Kendisini görüp gözeten, koruyup kollayan meleklerin varlığının olması insana güven duygusu verir. Allah’ın görünmez yardımcılarla kendisini koruyup desteklediğine inanan kimse, Allah tarafından sevildiğini hisseder ve bu sevgiye layık olmak için elinden geleni yapmaya çalışır. Şeytanın doğru yoldan çıkarma çabalarına karşı, meleklerin iyiliğe yönlendiren destekçiler olarak yanında olduğunu bilmek insanı rahatlatır ve güçlü hissettirir. Meleklerin Allah’ın kendilerine verdiği emirlerin dışına hiçbir şekilde çıkmadığını, ömürleri boyunca sadece Allah’ı yüceltmekle görevli meleklerin olduğunu düşünmek kişiyi kulluktan uzaklaştıran şeylere yönelmekten alıkoyar. Allah tarafından sürekli izlendiğinin, yaptığı davranışların kayda geçirildiğinin farkında olan kimse, yanlış yapmakta zorlanır. Yaptıklarının ahirette kendisine gösterileceğini ve oradaki yaşamını şekillendireceğini düşünerek hataya düşmekten uzaklaşır.
Meleklere inanmamak imanıma zarar verir mi
Meleklerin varlığını kabul etmek imanın şartlarındandır. Bununla ilgili birçok ayet vardır: “Allah’ın elçisi ve müminler, rabbinden ona indirilene iman ettiler. Her biri Allah’a, meleklerine, kitaplarına, peygamberlerine inandılar...”[104] Kur’an’da varlığı açıkça belirtilen melekleri inkâr etmek, insanı dinden çıkarır. Çünkü meleklere inanmamak peygamberi, peygamberin getirdiği kitabı ve tebliğ ettiği dini inkâr etmek anlamına gelir. Zira dinî hükümler, peygamberlere melek aracılığıyla indirilmiştir.[105]

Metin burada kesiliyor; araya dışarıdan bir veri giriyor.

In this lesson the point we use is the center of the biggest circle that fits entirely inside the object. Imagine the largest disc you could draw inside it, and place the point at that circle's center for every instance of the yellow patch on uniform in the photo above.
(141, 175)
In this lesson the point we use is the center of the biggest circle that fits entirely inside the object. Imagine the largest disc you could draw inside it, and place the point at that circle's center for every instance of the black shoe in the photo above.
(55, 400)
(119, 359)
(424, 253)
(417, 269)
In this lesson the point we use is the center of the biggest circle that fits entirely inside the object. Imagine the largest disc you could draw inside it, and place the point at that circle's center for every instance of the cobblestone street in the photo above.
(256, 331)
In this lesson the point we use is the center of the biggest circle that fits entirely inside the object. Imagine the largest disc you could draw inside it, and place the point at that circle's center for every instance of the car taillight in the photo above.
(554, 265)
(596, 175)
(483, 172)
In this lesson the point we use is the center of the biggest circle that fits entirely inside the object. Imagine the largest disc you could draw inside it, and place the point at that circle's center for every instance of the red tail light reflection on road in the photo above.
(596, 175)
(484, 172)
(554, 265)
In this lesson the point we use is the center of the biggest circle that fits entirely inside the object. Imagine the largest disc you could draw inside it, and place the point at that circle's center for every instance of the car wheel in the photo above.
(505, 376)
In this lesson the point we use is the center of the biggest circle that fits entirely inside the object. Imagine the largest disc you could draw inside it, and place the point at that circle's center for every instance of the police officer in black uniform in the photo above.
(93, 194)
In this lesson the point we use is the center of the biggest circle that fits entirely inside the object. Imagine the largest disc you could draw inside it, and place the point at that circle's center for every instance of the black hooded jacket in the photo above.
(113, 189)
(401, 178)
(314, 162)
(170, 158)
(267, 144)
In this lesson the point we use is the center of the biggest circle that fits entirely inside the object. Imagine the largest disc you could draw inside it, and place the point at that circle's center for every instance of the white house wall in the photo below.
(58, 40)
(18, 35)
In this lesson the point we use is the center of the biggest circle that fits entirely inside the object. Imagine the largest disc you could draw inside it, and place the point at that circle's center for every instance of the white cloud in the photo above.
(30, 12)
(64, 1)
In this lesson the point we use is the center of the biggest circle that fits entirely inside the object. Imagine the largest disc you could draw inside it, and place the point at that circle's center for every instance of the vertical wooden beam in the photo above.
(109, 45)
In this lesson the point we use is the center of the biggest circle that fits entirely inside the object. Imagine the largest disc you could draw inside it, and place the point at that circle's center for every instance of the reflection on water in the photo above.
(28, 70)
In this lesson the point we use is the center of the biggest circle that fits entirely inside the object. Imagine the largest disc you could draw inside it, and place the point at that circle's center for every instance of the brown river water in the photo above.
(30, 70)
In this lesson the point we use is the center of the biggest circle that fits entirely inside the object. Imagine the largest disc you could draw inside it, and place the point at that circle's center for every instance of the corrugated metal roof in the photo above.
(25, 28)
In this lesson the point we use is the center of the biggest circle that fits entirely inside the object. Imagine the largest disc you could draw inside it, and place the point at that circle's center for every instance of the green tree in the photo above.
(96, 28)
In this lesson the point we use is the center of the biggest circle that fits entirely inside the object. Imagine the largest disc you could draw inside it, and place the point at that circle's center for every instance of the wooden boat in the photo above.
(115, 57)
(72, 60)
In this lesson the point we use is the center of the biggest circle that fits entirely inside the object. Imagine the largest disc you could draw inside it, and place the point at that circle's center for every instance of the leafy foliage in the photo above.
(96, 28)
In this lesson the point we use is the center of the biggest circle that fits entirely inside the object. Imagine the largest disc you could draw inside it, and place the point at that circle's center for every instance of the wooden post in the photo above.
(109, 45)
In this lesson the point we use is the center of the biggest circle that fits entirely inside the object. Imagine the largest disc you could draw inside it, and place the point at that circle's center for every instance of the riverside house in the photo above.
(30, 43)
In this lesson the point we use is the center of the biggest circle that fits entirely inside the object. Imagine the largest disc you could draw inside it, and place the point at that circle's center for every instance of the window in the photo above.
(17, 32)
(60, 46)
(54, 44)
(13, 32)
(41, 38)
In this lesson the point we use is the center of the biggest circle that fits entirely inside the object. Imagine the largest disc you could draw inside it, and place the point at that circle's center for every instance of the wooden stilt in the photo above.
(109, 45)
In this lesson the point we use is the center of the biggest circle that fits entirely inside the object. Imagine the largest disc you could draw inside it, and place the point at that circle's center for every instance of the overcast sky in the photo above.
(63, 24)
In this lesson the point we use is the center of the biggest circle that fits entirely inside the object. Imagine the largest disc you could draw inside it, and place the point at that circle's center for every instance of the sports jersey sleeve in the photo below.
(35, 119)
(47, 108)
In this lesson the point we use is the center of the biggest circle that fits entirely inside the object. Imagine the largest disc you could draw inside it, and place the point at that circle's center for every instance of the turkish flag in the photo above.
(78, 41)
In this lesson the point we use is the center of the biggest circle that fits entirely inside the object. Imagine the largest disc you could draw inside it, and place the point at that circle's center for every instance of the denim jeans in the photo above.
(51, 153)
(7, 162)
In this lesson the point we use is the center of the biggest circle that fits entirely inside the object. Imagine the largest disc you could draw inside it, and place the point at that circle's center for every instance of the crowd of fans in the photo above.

Allah’ın her şeye gücü yetiyorsa neden işlerini meleklere yaptırıyor
Allah şuurlu şuursuz, canlı cansız, farklı yapıda çeşitli varlıklar yaratmayı dilemiştir. Melekler de bu varlıklar arasında fizik âleme değil metafizik âleme ait, irade sahibi olmayan, sadece emredileni yapan varlıklardır. Allah melekleri insanın yaratılış serüvenine şahit tutmuş[106] ve kâinatın düzeni içinde onlara da birtakım görevler vermiştir. İnsan dışında mahiyetleri farklı başka varlıkların olması, Allah’ın acizliğini değil, aksine gücünün ve kudretinin büyüklüğünü gösterir.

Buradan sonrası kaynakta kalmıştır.